Its about optimization and you know it. There is no single reason DX12 should be slower than DX11 unless its due to lack of optimization. And its no surprise, DX12 is new, DX11 is optimized like mad. Its no different when we got DX10, DX9 was faster and better until developers learned to use it. However this time it requires more than learning, it requires extra time and money as well. Success? Very questionable. DX12 is one of those cases where you wish there was a GPU monopoly and not 3 IHVs.
Then you can try excuse it with whatever you wish. Async have been the only sole way to increase performance, but at the expense of power consumption. As much as up to +100W. Not to mention one epic disaster and fop of a game after the other due to development failure.

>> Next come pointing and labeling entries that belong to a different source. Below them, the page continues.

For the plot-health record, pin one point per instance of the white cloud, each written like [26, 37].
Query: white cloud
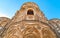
[3, 15]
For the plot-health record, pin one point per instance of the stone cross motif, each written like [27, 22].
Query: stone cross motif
[29, 22]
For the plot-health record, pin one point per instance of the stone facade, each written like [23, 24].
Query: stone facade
[29, 22]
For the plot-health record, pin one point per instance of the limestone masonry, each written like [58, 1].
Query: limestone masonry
[29, 22]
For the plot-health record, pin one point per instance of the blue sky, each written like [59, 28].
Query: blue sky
[51, 8]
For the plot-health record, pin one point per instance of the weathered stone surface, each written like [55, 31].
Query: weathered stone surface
[29, 22]
[55, 24]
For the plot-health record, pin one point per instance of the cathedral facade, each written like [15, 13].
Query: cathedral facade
[29, 22]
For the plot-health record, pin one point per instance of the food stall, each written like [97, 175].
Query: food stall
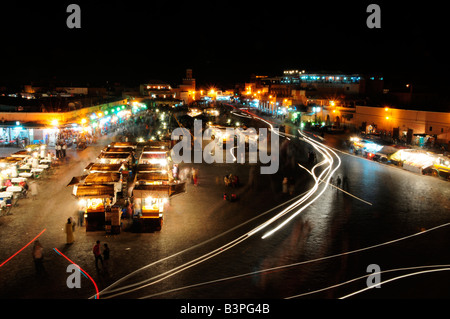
[105, 178]
[110, 149]
[149, 201]
[413, 160]
[123, 144]
[96, 200]
[104, 168]
[441, 166]
[10, 167]
[152, 178]
[155, 157]
[116, 158]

Nothing to do with optimizations.
CPU overhead mate. NVIDIA have higher CPU overhead. It has nothing to do with optimizations. NVIDIA's current architectures suffer a higher CPU overhead than AMDs under the DX12 API than they did under DX11. AMD suffered this under the DX11 API.

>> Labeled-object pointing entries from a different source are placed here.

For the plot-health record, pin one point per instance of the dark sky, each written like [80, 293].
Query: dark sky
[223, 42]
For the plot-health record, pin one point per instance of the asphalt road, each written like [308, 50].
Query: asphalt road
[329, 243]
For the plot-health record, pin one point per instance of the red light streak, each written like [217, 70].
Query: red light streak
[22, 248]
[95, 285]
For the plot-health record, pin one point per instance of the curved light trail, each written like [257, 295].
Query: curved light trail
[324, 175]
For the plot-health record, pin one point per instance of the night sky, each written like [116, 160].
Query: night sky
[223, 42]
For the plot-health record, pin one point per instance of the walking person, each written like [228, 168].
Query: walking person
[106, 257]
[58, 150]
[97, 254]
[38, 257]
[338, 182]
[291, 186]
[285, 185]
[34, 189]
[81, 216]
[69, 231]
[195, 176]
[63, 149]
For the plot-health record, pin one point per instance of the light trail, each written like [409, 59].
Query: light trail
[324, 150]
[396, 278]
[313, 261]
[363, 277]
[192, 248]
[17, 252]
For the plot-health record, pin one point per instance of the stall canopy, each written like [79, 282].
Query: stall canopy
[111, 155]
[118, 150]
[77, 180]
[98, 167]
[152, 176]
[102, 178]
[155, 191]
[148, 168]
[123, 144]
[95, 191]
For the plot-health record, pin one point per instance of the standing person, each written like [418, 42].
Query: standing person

Basically, NVIDIA, when coupled with a fast CPU, are able to achieve 100% of their GPUs performance under DX11. NVIDIA driver have hidden driver threads when operating under DX11. These driver threads are able to be used to schedule and translate work for the GPU. Basically they're hidden submission threads. This allows NVIDIA GPUs to achieve their full potential with a strong CPU under DX11 because the GPU suffers less idle time. These threads offset the extra CPU cycles consumed by NVIDIA's static scheduler.
In DX12, there are no hidden driver threads. Each CPU core (thread for SMT cases) can record, translate and submit work to the GPU. That's a lot of parallel command lists. For NVIDIA, their Static Scheduler has to schedule work submitted by each thread. So NVIDIA's static scheduler is taking up more CPU time, under DX12, than it does under DX11.
So on a very fast CPU, that extra time translates into less performance relative to DX11.
On slower CPUs, the extra parallelism of DX12 buys performance increases because of the alleviation of a CPU bottleneck relative to DX11.
The end result is a net loss of performance, for NVIDIA hardware, going from DX11 to DX12 when running a strong CPU. This is across the board. Any game. Provided that the CPU was strong enough to feed NVIDIAs GPUs with work under DX11.
AMD don't have this issue because.
1. Their DX11 driver wasn't as refined as NVIDIA's in terms of multi threading support.
2. AMDs hardware scheduling handles the scheduling tasks on the GPU thus not taking away CPU cycles.
We've only recently seen AMD make an effort with its DX11 drivers in terms of multi-threading support. That's why AMD has great performance in recent DX11 titles.